Daqui para frente, o desafio será ao menos manter os patamares de renda —e pobreza— atuais, já que a expansão foi anabolizada por expressivo aumento do gasto público a partir do segundo semestre de 2022.

Primeiro pela derrama de incentivos, benefícios e corte de impostos promovidos por Jair Bolsonaro (PL) na segunda metade de 2022 em sua tentativa de se reeleger. Depois, pela PEC da Transição, de R$ 145 bilhões, para que Lula (PT) pudesse gastar mais em 2023.

Como esta semana mostrou quando governo abandonou, na segunda-feira (5), a meta de fazer superávit de 0,5% do PIB em suas contas em 2025, o espaço fiscal para mais gastos exauriu-se.

A melhora da situação da renda dependerá agora principalmente do mercado de trabalho e dos investimentos privados. Mas os mercados reagiram mal à meta mais frouxa: o dólar subiu, podendo impactar a inflação, assim como os juros futuros, que devem afetar planos de investimentos empresariais e, em última instância, o emprego.

Apesar do bom resultado em 2023, algumas análises sugerem que o resultado não deve se repetir. Segundo a consultoria Tendências, a classe A é a que terá o maior aumento da massa de renda real (acima da inflação) no período 2024-2028: 3,9% ao ano. Na outra ponta, a classe D/E evoluirá bem menos, 1,5%, em média.

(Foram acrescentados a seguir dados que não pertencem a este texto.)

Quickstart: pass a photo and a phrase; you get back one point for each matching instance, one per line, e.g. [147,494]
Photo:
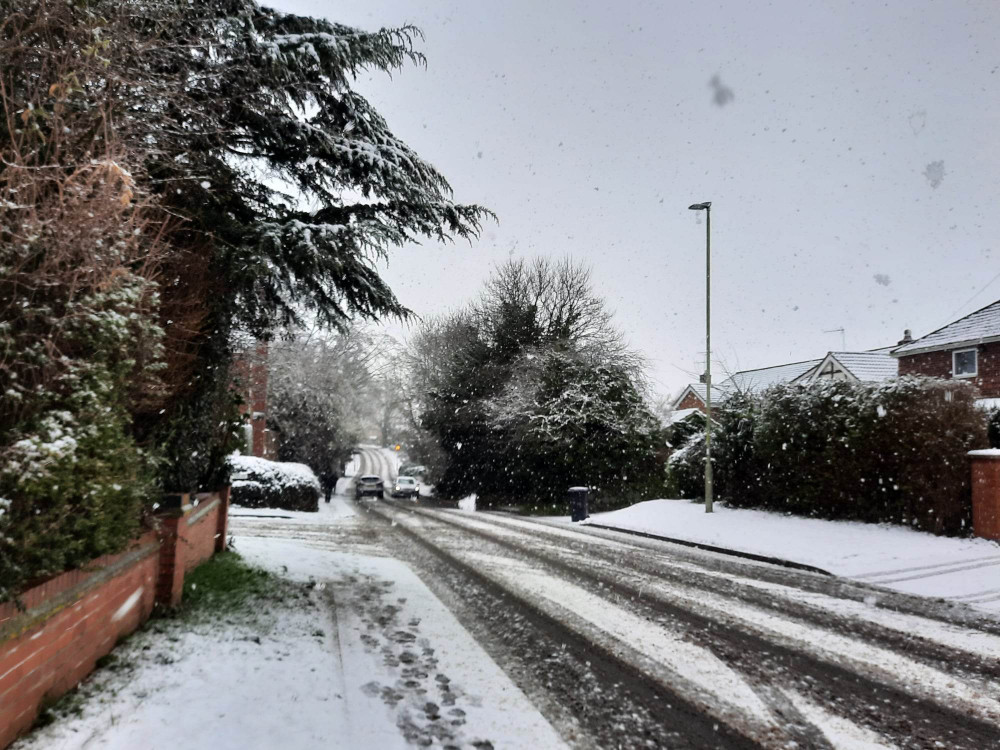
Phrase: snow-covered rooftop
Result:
[982,325]
[751,381]
[681,414]
[869,366]
[700,392]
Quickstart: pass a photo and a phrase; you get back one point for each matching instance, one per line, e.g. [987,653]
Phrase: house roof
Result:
[873,366]
[681,414]
[974,328]
[757,380]
[699,390]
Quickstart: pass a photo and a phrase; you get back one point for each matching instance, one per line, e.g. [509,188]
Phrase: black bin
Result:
[578,503]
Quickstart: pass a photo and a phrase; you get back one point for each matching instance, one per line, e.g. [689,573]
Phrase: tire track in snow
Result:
[911,715]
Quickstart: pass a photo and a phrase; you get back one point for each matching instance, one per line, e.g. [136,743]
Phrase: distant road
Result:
[625,642]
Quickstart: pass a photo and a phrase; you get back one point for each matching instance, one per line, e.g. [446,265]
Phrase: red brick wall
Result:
[69,623]
[938,364]
[986,496]
[250,373]
[198,539]
[690,401]
[72,620]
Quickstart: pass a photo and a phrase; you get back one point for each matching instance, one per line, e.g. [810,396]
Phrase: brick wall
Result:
[250,374]
[690,401]
[68,622]
[938,365]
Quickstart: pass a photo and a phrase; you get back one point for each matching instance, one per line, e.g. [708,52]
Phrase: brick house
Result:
[968,348]
[250,371]
[693,394]
[693,397]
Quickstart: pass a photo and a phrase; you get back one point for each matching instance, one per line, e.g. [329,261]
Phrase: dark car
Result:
[369,485]
[405,487]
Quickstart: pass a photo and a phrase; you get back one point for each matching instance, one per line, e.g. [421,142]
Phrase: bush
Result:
[686,469]
[871,452]
[272,484]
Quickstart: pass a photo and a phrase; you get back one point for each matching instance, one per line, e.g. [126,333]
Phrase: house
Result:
[968,348]
[874,365]
[250,370]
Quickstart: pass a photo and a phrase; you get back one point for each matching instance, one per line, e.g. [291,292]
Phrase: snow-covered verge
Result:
[915,562]
[264,677]
[412,675]
[259,483]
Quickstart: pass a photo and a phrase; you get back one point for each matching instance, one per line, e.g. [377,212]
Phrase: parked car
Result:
[369,485]
[405,487]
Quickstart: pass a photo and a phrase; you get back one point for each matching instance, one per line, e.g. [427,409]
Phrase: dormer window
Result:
[964,364]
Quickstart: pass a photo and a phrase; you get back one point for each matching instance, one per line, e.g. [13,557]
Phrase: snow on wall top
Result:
[869,366]
[978,326]
[275,472]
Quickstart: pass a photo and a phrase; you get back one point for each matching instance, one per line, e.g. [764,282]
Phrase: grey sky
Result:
[851,153]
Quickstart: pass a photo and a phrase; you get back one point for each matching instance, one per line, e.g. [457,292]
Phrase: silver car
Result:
[369,485]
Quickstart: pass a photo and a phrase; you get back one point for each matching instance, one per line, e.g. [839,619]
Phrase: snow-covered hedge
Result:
[259,483]
[876,452]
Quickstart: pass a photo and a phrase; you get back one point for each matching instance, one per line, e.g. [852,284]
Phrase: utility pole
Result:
[707,208]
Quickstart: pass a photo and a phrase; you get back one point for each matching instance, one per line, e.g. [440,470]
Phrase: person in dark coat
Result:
[328,481]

Serão justamente os ganhos de capital dos mais ricos, que têm dinheiro aplicado em juros, que farão a diferença. Como comparação, enquanto o Bolsa Família destinou R$ 170 bilhões a 21,1 milhões de domicílios em 2023, as despesas com juros da dívida pública pagos a uma minoria somaram R$ 718,3 bilhões.

A fotografia de 2023 é muito positiva para os mais pobres. Mas o filme adiante será ruim se o governo não equilibrar suas contas e abrir espaço para uma queda nos juros que permita ao setor privado ocupar o espaço de um gasto público que se esgotou.